Comment les partisanes d’un féminisme musulman peuvent-elles apporter leur soutien aux femmes victimes de violences sexuelles de la part de responsables religieux, dans un pays où elles sont conspuées par les tenantes d’un féminisme «occidental» ?

C’est un exercice d’équilibriste compliqué mais qui doit être réalisé à mon sens. Que les violences sexuelles viennent d’hommes musulmans ou non, il faut les dénoncer. La règle c’est «le silence ne vous sauvera pas», comme disait Audre Lorde, auteure féministe afro-américaine. La parole, même si elle ne mène que très rarement à la condamnation du violeur, soulage la victime, la sort de ce silence qui l’emmure vivante, qui l’isole et la fait se sentir coupable de ce qui lui est arrivé.

La parole permet aussi de prévenir les autres femmes que tel ou tel homme est un prédateur sexuel, tout comme il rompt avec le sentiment d’impunité dont les hommes bénéficient. Il me semble que les féministes musulmanes dans les pays où l’islam est minoritaire doivent dénoncer tant les discriminations et violences commises par la majorité que les violences commises en intra-communautaire. Il ne faut rien lâcher, tant sur le plan du sexisme que sur le plan du racisme, car ce sont deux combats qui sont étroitement liés.

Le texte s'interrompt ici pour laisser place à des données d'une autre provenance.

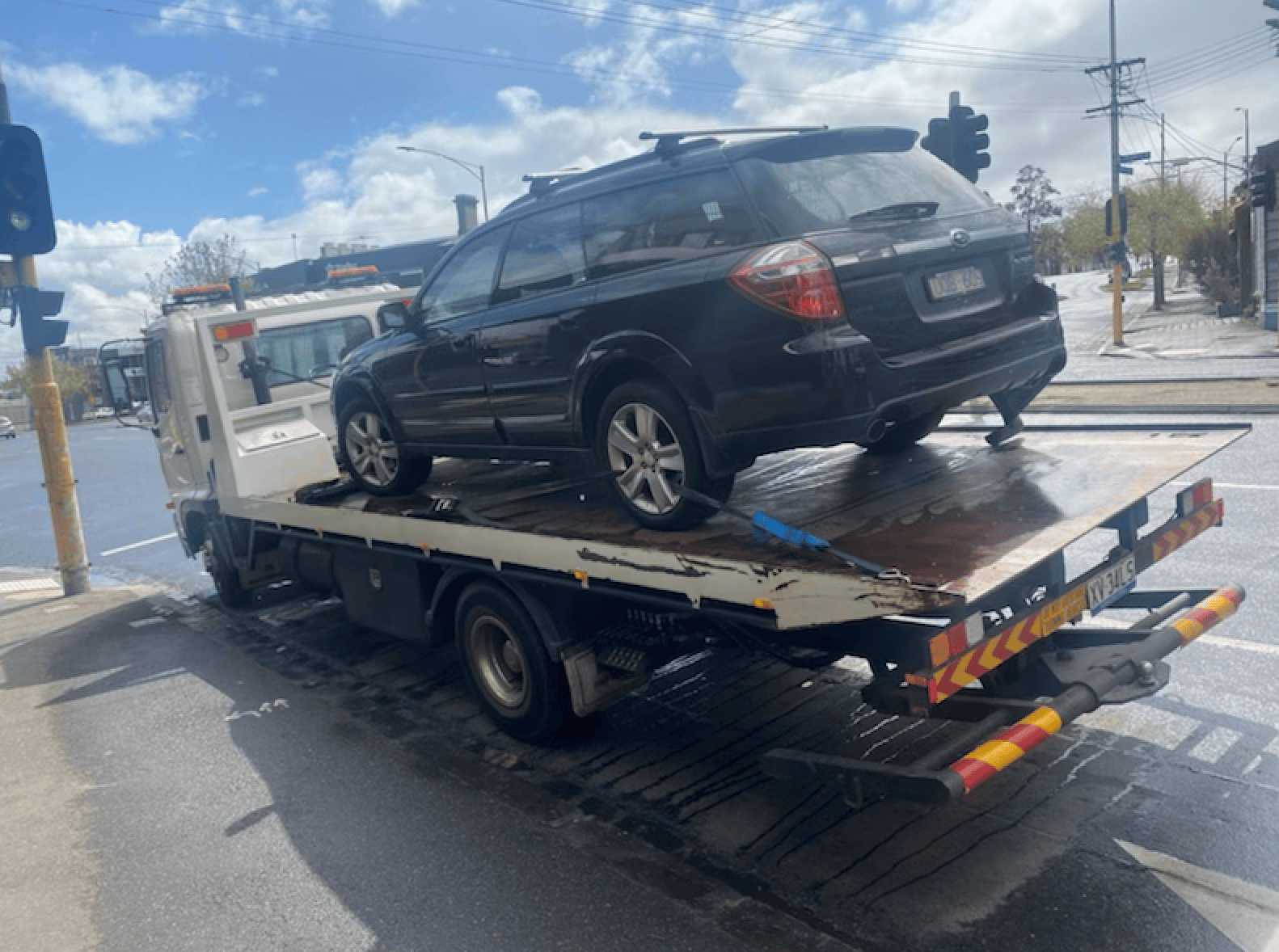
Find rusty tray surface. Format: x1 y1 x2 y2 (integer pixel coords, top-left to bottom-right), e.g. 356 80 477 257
347 424 1248 600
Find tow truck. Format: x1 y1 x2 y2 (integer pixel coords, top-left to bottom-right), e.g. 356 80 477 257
101 277 1248 804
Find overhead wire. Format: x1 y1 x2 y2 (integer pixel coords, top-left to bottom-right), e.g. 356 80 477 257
55 0 1095 112
495 0 1095 73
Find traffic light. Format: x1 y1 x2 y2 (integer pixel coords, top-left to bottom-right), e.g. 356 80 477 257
1248 169 1275 209
9 286 66 354
0 125 57 256
919 119 954 166
950 105 990 182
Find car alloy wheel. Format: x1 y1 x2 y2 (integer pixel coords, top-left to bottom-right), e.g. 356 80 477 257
339 400 431 496
609 402 686 516
596 381 732 529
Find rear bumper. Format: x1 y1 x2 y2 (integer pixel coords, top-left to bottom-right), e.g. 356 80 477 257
703 316 1066 471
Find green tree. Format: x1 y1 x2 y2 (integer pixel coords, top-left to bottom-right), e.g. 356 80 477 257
1125 180 1207 310
1011 165 1062 273
1062 193 1112 271
0 356 90 419
1184 211 1239 304
146 235 257 306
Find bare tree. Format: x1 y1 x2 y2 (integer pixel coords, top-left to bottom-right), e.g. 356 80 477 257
1011 165 1062 272
146 235 257 306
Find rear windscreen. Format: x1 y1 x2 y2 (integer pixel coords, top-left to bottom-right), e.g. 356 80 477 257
732 150 994 238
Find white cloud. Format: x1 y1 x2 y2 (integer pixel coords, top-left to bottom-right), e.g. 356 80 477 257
11 62 209 145
372 0 418 17
22 0 1279 368
23 221 180 357
150 0 330 38
150 0 249 33
565 5 719 103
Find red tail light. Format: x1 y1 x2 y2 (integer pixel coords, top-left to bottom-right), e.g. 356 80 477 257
729 242 844 321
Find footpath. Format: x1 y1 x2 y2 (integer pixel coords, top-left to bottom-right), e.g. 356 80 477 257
1030 289 1279 414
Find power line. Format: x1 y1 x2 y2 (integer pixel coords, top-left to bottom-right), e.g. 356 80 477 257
55 0 1100 112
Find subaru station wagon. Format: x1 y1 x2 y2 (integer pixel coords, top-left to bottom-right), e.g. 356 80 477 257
331 128 1066 529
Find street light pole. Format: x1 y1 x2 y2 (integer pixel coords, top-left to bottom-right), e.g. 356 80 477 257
1222 136 1243 211
395 145 488 221
1235 106 1252 180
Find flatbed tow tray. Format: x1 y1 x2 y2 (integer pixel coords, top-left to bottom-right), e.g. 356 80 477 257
222 424 1248 629
228 424 1248 802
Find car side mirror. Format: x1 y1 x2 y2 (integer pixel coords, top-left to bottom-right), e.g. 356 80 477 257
378 306 409 331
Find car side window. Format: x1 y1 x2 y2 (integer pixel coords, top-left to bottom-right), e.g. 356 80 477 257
418 226 510 325
582 169 760 277
494 203 586 304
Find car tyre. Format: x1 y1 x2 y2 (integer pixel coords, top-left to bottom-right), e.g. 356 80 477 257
455 581 576 743
862 411 947 456
595 381 732 530
338 398 431 496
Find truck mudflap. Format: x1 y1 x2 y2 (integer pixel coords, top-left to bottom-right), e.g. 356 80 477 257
761 585 1244 807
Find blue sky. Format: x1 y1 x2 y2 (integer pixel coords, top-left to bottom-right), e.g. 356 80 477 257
0 0 1279 365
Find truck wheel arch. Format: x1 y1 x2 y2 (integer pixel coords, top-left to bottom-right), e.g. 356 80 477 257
430 569 569 663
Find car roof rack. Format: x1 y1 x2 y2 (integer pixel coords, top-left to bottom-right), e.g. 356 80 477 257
640 125 830 156
525 166 582 196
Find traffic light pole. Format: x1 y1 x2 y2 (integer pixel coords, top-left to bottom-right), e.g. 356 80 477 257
0 55 90 596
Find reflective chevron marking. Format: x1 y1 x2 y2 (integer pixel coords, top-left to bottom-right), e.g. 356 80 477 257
926 585 1088 704
905 498 1226 704
1150 499 1226 562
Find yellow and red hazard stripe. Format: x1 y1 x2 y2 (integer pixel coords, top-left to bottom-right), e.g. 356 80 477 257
1171 585 1243 644
945 585 1243 794
905 491 1226 704
948 706 1062 794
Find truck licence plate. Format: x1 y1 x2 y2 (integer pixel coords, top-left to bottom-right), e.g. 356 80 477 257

Pensez-vous que les responsables religieux en France, musulmans en l’occurrence, sont prêts à aborder et à accueillir en leurs rangs la sensibilisation au consentement et à l’éducation sexuelle ? Que leur manque-t-il ?

La plupart du temps, les responsables religieux de tous les monothéismes ne veulent pas entendre parler de sexisme, et ce encore moins dans leurs rangs. En même temps, il y a dans la société française un très fort stéréotype concernant les musulmans, à savoir l’idée qu’ils seraient sexistes par nature. Les responsables religieux musulmans n’ignorent pas la mauvaise presse qui leur est faite sur ce point, ils ont donc tout intérêt à envoyer des signaux positifs, en intégrant plus de femmes dans les conseils d’administration de mosquées par exemple, dans les fédérations, etc. C’est peut-être par la pression extérieure couplée au travail fait en interne par des femmes anonymes dans les mosquées et associations musulmanes, et par le travail intellectuel réalisé par les féministes musulmanes, que les choses bougeront un peu.

Concernant l’éducation sexuelle en revanche, on en est encore loin ! La sexualité est abordée sous le prisme des interdits : «ne faites pas ci, ne faites pas ça», et très peu en termes d’éducation au consentement. Malheureusement, c’est l’ensemble de la société française qui manque d’éducation sur ce sujet. En France, l’on peut apprendre dès 14 ans à l’école à enfiler des préservatifs, ce qui est important d’un point de vue préventif, mais personne n’apprend aux jeunes adolescent-e-s ce que signifie le consentement et comment prévenir les violences sexuelles. Il reste beaucoup de travail à faire mais il faut rester positif. Même de petites avancées peuvent faire de grandes différences dans la vie de milliers de femmes.